Sber’s GigaChat neural network has reportedly outperformed most publicly available models in recent benchmarking conducted under the MERA framework. The results were shared by the financial institution’s press service, highlighting the model’s strong performance across a series of structured tasks.
The evaluation featured two Sber neural network configurations: GigaChat PRO and GigaChat Lite+.
In a practical assessment consisting of 21 instruction-based tasks spanning diverse knowledge domains, GigaChat PRO achieved a score of 51.3 out of 100, surpassing the Mixtral 8x7B Instruct model which earned 47.8 points. These figures come from an open evaluation system intended to offer objective and transparent insights into model capabilities.
Sberbank notes that the higher a model scores, the more effectively artificial intelligence can handle a broad range of intellectual and daily problems. The technology can assist with drafting articles in a chosen style, conducting targeted information searches, and producing analyses grounded in retrieved data.

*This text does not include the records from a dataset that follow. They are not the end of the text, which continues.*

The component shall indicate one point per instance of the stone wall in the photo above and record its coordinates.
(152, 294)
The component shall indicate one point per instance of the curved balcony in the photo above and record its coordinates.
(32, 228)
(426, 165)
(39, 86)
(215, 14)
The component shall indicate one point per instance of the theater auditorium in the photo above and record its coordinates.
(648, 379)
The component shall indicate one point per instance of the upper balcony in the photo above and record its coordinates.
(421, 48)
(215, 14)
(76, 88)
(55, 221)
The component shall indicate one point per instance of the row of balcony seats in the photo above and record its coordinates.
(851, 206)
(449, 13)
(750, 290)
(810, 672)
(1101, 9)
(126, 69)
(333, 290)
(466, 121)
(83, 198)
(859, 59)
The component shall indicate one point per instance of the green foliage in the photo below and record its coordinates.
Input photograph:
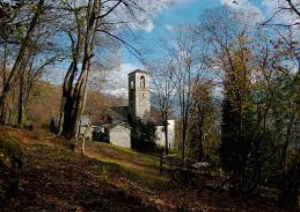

According to the company, neural networks enable businesses to design their own AI solutions and streamline internal processes. This aligns with the broader goal of leveraging language models to improve efficiency and decision making across organizational functions.
Andrey Belevtsev, Senior Deputy CTO and Head of Sberbank Technology, emphasized the importance of keeping a precise understanding of what large language models can actually do, especially as development in this space accelerates. The CEO highlighted that evaluation results help users learn how to apply GigaChat effectively and provide researchers with objective data for future training, customization, and ongoing advancement of large language models.
Belevtsev suggested that the test outcomes not only recognize the work of the Sber team but also serve as a foundation for enhancing the service. The aim is to make the platform more convenient and valuable for both everyday users and business customers, driving practical benefits in real-world tasks.
The MERA benchmark, short for Multimodal Assessment for Russian Language Architectures, was introduced at the AI Journey conference in 2023. The initiative gathered support from several Alliance member companies along with academic partners such as Skoltech AI and the National Research University Higher School of Economics. Their collaboration contributed to the development of the evaluation materials and tests that underpin the MERA framework.
These developments illustrate how open evaluation ecosystems can shape the deployment of language and multimodal AI in enterprise settings. By providing clear metrics and comparative results, they help buyers, developers, and researchers make smarter choices about model selection, integration, and ongoing improvement. As large language models continue to advance, transparent benchmarks like MERA are likely to play a central role in guiding responsible progress and practical adoption across industries.
Cited references: Sberbank press service, MERA benchmark team, and participating academic partners. [Citation: Sberbank press service].